A common manifestation of crosslinguistic influence is transfer of an item (feature, form, structure) from L1 to L2. The more similar L1 and L2 are, the more likely transfer is (Jarvis and Pavlenko, 2008; Kellerman, 1983). Transfer can facilitate learning: the more L1–L2 similarities exist (e.g. in shared cognates, functional morphemes etc.), the more comprehensible the L2 input is for the learner (Kellerman, 1983), leading to faster learning. By contrast, when L1–L2 have few similarities, learning will proceed more slowly, with learners producing errors and potentially avoiding challenging structures in their production (Schachter, 1974). L1–L2 similarity can involve specific structures or morphemes, (e.g. articles, tense–aspect markers, question particles, or more abstract features, e.g. definiteness). Within the generative literature, similarity relates to the settings of linguistic parameters, which are related to abstract features capturing crosslinguistic variation. For example, the availability of the person (formal) feature broadly distinguishes languages with systematic agreement (Russian, German, Italian, Arabic etc.) from languages without agreement (Chinese, Japanese, Korean etc.) (Roberts, 2019).
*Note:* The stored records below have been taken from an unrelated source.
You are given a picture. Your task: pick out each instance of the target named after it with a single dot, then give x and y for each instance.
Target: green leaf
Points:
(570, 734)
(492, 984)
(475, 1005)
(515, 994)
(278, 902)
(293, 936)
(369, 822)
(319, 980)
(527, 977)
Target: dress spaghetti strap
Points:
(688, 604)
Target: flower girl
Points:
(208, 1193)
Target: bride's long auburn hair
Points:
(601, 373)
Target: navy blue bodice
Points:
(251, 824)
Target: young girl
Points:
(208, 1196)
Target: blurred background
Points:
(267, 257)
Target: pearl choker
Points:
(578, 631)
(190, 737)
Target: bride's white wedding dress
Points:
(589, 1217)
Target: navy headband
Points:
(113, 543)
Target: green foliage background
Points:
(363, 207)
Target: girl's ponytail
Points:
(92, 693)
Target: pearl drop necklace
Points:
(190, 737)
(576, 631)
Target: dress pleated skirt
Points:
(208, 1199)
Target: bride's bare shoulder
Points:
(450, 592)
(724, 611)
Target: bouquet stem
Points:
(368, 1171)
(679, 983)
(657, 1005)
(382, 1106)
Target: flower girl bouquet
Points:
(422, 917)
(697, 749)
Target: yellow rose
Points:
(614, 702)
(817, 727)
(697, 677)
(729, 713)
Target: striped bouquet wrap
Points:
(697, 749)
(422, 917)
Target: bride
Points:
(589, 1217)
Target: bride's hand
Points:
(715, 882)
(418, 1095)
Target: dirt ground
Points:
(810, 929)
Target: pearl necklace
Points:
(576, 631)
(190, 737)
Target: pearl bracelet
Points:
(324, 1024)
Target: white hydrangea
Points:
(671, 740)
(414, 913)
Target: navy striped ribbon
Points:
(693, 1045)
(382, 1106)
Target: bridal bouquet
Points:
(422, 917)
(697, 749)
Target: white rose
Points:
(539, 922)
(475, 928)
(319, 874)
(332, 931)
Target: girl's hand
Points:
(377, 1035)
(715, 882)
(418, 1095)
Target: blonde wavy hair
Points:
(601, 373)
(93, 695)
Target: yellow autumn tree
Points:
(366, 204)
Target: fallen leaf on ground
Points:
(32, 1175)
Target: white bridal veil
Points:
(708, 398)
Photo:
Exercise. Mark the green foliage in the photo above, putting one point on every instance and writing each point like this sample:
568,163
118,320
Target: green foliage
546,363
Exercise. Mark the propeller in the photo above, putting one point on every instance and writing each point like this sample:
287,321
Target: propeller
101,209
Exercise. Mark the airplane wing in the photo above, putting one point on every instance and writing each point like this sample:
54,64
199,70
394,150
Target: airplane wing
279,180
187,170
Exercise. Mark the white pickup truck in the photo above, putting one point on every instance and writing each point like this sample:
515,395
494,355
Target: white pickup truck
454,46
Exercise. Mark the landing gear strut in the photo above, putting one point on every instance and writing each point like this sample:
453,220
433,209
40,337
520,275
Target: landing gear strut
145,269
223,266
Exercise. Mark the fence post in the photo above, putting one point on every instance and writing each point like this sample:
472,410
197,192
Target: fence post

There is substantial empirical evidence showing how the availability of similar or congruent items in L1 facilitates L2 acquisition (Charasbaszcz and Jiang, 2014; Jarvis and Pavlenko, 2008; Murakami and Alexopoulou, 2016). Recently, the increasing availability of big learner data from assessment and teaching institutions has enabled a focus on typological effects beyond individual L1s. Thus, Murakami and Alexopoulou (2016) considered the accuracy of six L2 English morphemes in the written component of Cambridge Assessment exams from the Cambridge Learner Corpus (Nichols, 2003). They calculated accuracy in supplying the relevant morpheme in obligatory contexts in 11,893 exam scripts across proficiency from learners of seven L1s (German, French, Spanish, Korean, Japanese, Turkish, Russian). They showed that the availability of a congruent morpheme in L1 leads to higher accuracy in the use of the corresponding morpheme in L2 English, across several L1s and across proficiency.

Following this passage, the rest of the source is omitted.